Today, algorithms wield far-ranging influence: they decide what videos we watch next, but also whether or not someone is eligible for parole. Machine decision making has grown ubiquitous.
Despite its sophistication, AI can and does discriminate and amplify bias. Our digital society needs to act swiftly: There needs to be more transparency, and ways to correct mistakes and enforce accountability. If we succeed, we can build an innovative *and* just digital society.

Beschreibung

Artificial intelligence is anything but simple. It’s a broad term for a range of sophisticated technologies. And each of those technologies have nuanced, complicated impacts on society and our everyday lives.

Despite this, AI is often over-simplified in mainstream conversation. The tl;dr on AI? It’s either an existential threat, just a few lines of code away from world domination. Elon Musk famously tweeted: “If you're not concerned about AI safety, you should be. Vastly more risk than North Korea.” Or, AI is a panacea, a means to a utopian, post-work world where humans relax and machines make difficult decisions on our behalf.

In reality, AI is neither inherently good nor evil. And its impacts on society aren’t so obvious. AI can be an algorithm on social media, determining what story you read next. It can be the code inside a smart car, determining when to brake. Or, it can be the technology in a hospital, diagnosing whether a patient has melanoma.

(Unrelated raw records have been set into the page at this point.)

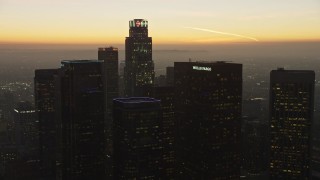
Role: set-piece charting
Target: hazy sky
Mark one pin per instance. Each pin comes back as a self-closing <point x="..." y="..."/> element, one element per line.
<point x="170" y="21"/>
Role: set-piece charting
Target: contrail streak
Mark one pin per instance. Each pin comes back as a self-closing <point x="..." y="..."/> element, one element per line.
<point x="224" y="33"/>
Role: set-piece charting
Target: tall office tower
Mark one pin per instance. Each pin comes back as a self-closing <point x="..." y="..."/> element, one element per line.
<point x="139" y="69"/>
<point x="111" y="91"/>
<point x="80" y="107"/>
<point x="26" y="130"/>
<point x="208" y="119"/>
<point x="170" y="76"/>
<point x="44" y="89"/>
<point x="166" y="96"/>
<point x="137" y="140"/>
<point x="291" y="114"/>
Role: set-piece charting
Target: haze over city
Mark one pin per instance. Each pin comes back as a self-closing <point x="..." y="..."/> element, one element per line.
<point x="159" y="89"/>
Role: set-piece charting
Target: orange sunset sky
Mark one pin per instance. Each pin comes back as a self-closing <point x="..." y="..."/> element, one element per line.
<point x="170" y="21"/>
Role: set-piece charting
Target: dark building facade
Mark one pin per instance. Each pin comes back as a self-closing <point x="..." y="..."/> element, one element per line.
<point x="208" y="119"/>
<point x="137" y="138"/>
<point x="166" y="96"/>
<point x="26" y="130"/>
<point x="139" y="69"/>
<point x="80" y="109"/>
<point x="44" y="90"/>
<point x="170" y="75"/>
<point x="291" y="114"/>
<point x="109" y="56"/>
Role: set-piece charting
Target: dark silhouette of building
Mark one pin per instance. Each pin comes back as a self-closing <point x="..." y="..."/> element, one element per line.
<point x="208" y="119"/>
<point x="170" y="76"/>
<point x="111" y="91"/>
<point x="26" y="130"/>
<point x="291" y="114"/>
<point x="166" y="96"/>
<point x="44" y="91"/>
<point x="137" y="138"/>
<point x="139" y="69"/>
<point x="80" y="109"/>
<point x="255" y="139"/>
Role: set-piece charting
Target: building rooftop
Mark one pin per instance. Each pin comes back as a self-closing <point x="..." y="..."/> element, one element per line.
<point x="80" y="61"/>
<point x="135" y="100"/>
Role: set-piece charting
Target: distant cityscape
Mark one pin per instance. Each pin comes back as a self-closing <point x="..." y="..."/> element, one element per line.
<point x="196" y="119"/>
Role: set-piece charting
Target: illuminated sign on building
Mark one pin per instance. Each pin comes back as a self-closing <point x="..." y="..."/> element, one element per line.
<point x="199" y="68"/>
<point x="138" y="23"/>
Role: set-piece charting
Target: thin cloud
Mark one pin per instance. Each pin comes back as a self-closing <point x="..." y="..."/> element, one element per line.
<point x="223" y="33"/>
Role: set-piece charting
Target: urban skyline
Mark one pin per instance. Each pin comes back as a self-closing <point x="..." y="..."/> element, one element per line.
<point x="191" y="129"/>
<point x="172" y="22"/>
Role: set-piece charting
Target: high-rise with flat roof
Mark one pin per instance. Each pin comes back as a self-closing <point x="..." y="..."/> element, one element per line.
<point x="109" y="56"/>
<point x="208" y="119"/>
<point x="44" y="91"/>
<point x="80" y="118"/>
<point x="139" y="69"/>
<point x="137" y="138"/>
<point x="291" y="114"/>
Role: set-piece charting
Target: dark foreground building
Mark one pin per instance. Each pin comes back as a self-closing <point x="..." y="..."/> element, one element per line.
<point x="109" y="56"/>
<point x="44" y="90"/>
<point x="137" y="140"/>
<point x="139" y="69"/>
<point x="80" y="108"/>
<point x="208" y="119"/>
<point x="291" y="114"/>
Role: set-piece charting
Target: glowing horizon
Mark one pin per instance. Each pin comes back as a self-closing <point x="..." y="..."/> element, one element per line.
<point x="100" y="22"/>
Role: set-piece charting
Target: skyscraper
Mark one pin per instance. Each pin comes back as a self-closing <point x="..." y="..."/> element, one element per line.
<point x="80" y="107"/>
<point x="26" y="130"/>
<point x="208" y="119"/>
<point x="109" y="56"/>
<point x="44" y="90"/>
<point x="139" y="69"/>
<point x="166" y="96"/>
<point x="137" y="138"/>
<point x="291" y="114"/>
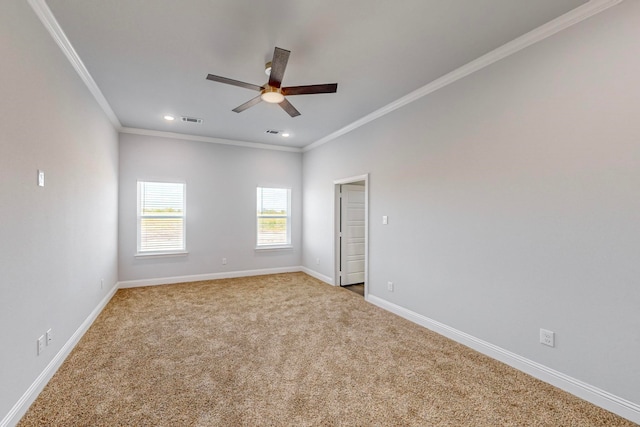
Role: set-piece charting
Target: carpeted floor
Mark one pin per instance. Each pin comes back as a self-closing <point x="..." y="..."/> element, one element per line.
<point x="285" y="350"/>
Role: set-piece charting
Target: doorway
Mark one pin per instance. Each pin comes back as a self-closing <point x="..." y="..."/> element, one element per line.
<point x="351" y="234"/>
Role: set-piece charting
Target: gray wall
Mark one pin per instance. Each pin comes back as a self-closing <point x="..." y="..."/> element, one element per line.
<point x="221" y="204"/>
<point x="59" y="241"/>
<point x="513" y="202"/>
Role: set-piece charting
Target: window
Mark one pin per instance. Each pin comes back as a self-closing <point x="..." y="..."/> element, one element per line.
<point x="274" y="217"/>
<point x="161" y="217"/>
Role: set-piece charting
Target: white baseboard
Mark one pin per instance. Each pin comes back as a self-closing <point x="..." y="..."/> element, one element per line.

In his talk, Mark Surman will examine why the popular tl;dr understanding of AI is misguided and dangerous. By oversimplifying AI, we overlook the more nuanced problems: is that algorithm recommending content that is misleading or addictive? Is that smart car more likely to recognize (and thus brake for) white faces instead of brown faces? Is that cancer-detection technology trained using data from men, and not women? Just how convincing are deep fakes, and how do we identify them? These problems aren’t as apparent as a six-foot Terminator. But their impact can be just as devastating.

Mark will also examine the positive work underway to make AI more understandable and responsible. Like an AI watchdog agency in New York City. Like an AI “justice league” fighting bias in algorithms. Like Mozilla's Responsible Computer Science Challenge. And like a former Silicon Valley engineer who's speaking out about the need for more AI accountability.

If we want better machine decision making, we can’t reduce AI to tl;dr tropes.